We are young people, just like you. We have certainly marched together in the same demonstrations, the ones that start at the gates of the universities and the streets of our barrios. Perhaps we saw each other on Monday, walking and singing on the way to the airport. Or maybe we crowded into the subways together, shouting: “Freedom for all political prisoners!”
Some of us demonstrating today are so young that this is our first time in the streets. We have not forgotten how the police ransacked our schools to keep us from voting in the independence referendum on October 1, 2017 (1-0). Today we are mobilizing against a draconian legal judgement meant as a collective punishment for the Catalan nation.
Perhaps we saw each other as the police used tear gas and beat us with batons, and maybe we helped each other when we fell down and had to resist or flee. Or maybe we recall helping to flush tear gas out of the eyes of people hiding from the police in some alleyway. Most certainly we felt the same sense of outrage when we read about such humiliating episodes in the news, or when we saw images of people being mutilated while the streets ran red with their blood. Or when we witnessed the arbitrary firing of rubber bullets and tear gas, which wounded hundreds of people.

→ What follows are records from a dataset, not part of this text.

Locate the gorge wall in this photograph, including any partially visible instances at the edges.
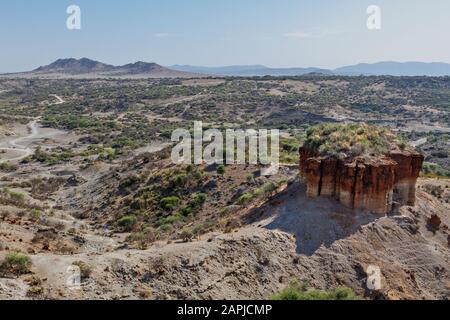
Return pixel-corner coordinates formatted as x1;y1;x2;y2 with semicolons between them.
300;148;424;214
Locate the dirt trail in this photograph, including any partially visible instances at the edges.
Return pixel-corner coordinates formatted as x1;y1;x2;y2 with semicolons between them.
0;120;39;161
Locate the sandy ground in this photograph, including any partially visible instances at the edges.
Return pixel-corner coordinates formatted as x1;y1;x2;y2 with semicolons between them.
0;120;66;162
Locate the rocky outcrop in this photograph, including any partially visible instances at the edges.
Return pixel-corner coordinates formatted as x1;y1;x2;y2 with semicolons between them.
300;148;423;214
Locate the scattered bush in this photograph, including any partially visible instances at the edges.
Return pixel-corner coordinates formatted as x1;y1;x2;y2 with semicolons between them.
237;193;253;205
72;261;92;280
272;281;362;300
117;216;137;231
0;252;31;276
0;161;18;172
217;164;225;175
160;196;180;211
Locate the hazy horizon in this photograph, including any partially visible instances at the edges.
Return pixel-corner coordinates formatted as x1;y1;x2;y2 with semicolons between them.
0;0;450;73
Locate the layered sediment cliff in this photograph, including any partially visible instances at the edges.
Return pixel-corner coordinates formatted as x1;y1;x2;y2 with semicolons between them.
300;147;424;214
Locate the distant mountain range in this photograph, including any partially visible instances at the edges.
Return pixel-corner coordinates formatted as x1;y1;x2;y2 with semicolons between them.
2;58;198;78
3;58;450;78
169;65;332;77
169;62;450;76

Today, there are 31 new political prisoners, in addition to the 9 just sentenced by the courts, and in addition to the 7 detainees of the Committees in Defense of the Referendum (CDR) in custody since September 23. Most certainly we felt the same sense of indignation when we saw them wheeled away in blue police vans, and we thought to ourselves: That could have been any one of us.
It could have been Xenia, 22 years old. Her family recounted how the police presented absurd “evidence” against her, such as boule balls, crystals, and keys. The exact same boule balls were used as “evidence” against other young people now behind bars.
To Xavier, Edu, Ferran, Germinal, Jordi, Alvao, David, Robert, Oahu, Marti, Paula, Laura, Joan, and many more, we want to tell you that we are together in the struggle, side by side. We will never stop working for your freedom because we understand the sacrifice you have made for us all.
In different cities around the country, such as Madrid, Zaragoza, Bilbao, Donosti, or Granada, young people are demonstrating their solidarity with the struggle of the Catalan people and for your freedom.
We are also following the recent upheavals elsewhere, in Chile and Ecuador, where people are mobilizing against neoliberal regimes. They’re also facing massive repression. In the case of Chile, a state of emergency has been declared and the military is in the streets. In Latin America and Europe, our generation is at the same time exhausted and enraged, because our future thus far has been in the hands of repressive capitalist regimes which never stop unleashing their brutality upon us.
The young people are getting organized, the young people of the working class and the people. We are rising up and we will not be silenced.
This letter was written by a youth group, Contracorrent (Against the Current) . Even though they tell us we are the future, in reality we have to struggle to make the future our own. We must break the chains of oppression and exploitation. We did not vote for the politicians of this regime and its king. They are the ones who have exploited our families and evicted them from their homes They are the ones who expelled us from the universities with higher and higher fees.
Again, we send you our solidarity, our strength, and our encouragement, to all of you who have been unjustly imprisoned, your families, and friends. We are with you in the streets. You are not alone. We will continue to struggle for all of you until your day of freedom! May our rage be transformed into struggle and organization!